Dr Roger Barker, the IoD's director of policy, said: "This is only one element of the cliff edge that we have been calling on government to address.
"At the end of this month businesses will still face the tapering off of furlough and business rates relief, and the suspension of wrongful trading liability. The government must hold its nerve and push out its business support measures until the job is properly done."
However, landlords were critical of the measures, with Melanie Leech, chief executive of the British Property Federation, saying: "The government has failed to recognise that commercial property owners are essential to the health of our town centres - to creating economic growth, jobs and opportunity."
She said the majority of property owners had already reached agreement with their tenants on rent, and millions of pounds have been provided to the most vulnerable tenants in the sectors most impacted by Covid-19. "That support will continue in light of the delay in the recovery roadmap for those businesses that need it," Ms Leach said.
"Another blanket extension to the moratoriums will provide further opportunity for those well-capitalised businesses who can afford to pay rent, but are refusing to do so, to continue their abuse of government and property owners' support and will cast a long shadow over future investment to build back better," she said.
Rent arrears time bomb
The ban on tenant evictions was just one of the government support measures that is due to start wearing off on 1 July. A business rate holiday will end with firms asked to pay 33% of their normal bill - rising to 100% by next March, while government contributions to furloughed staff wages will drop by 10% with employers making up the difference.

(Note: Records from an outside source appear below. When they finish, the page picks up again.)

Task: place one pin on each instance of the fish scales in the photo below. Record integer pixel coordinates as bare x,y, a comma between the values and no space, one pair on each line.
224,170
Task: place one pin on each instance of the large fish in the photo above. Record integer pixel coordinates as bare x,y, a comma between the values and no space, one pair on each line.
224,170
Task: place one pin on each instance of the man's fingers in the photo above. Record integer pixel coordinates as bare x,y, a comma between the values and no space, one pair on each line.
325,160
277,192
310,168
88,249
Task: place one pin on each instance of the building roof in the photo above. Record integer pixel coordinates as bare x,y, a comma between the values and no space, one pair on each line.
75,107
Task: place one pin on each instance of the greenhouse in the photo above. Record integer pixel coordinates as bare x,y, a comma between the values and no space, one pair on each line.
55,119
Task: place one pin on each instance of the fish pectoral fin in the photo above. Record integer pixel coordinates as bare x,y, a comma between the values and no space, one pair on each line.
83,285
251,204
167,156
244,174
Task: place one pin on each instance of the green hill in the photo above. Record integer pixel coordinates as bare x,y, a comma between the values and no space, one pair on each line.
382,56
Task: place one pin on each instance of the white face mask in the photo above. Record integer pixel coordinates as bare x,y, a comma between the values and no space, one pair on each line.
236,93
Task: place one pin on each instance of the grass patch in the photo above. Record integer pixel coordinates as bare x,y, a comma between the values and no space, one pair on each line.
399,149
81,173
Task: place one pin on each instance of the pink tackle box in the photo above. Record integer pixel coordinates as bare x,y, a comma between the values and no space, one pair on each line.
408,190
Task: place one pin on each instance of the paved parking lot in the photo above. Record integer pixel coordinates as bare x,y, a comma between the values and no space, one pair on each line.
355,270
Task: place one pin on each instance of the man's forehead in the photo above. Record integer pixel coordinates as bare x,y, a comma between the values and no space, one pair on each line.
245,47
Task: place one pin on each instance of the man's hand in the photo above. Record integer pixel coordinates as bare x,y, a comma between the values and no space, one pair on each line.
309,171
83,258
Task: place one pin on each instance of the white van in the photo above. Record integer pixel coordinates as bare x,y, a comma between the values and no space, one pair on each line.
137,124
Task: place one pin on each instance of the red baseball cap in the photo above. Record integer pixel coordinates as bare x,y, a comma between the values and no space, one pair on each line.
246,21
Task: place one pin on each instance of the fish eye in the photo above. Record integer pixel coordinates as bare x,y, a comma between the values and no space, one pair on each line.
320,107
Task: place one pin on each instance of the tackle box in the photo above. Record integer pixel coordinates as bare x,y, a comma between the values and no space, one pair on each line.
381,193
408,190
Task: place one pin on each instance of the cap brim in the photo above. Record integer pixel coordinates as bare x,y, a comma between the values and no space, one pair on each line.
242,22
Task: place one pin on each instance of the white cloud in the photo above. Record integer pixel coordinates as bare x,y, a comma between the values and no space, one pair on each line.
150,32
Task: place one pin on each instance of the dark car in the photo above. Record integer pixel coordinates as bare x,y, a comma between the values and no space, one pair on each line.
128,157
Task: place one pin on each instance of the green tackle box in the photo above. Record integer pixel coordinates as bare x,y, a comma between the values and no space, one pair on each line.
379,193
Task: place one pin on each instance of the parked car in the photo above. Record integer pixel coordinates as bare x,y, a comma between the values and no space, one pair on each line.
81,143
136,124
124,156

Extending these two measures would be very expensive for the government - extending an eviction ban costs it nothing - leaving the bomb in the lap of the landlord.
The government insisted the extension to March would allow new legislation to be drafted to create an arbitration system to resolve disputes between landlords and tenants.
Landlords big and small point out that they will have received no income from anyone who didn't want to pay (even if they could) for two years by next March. Support for them has largely come in the form of forbearance from their own banks whose patience may begin to run out.
Many also point out that the process of investment and repurposing commercial business premises for a post pandemic age will fall to them.
While many businesses will breathe a sigh of relief that landlord's knock at the door can be ignored for another nine months, someone will be left holding a rent arrears bomb - and the government is keen it's not them.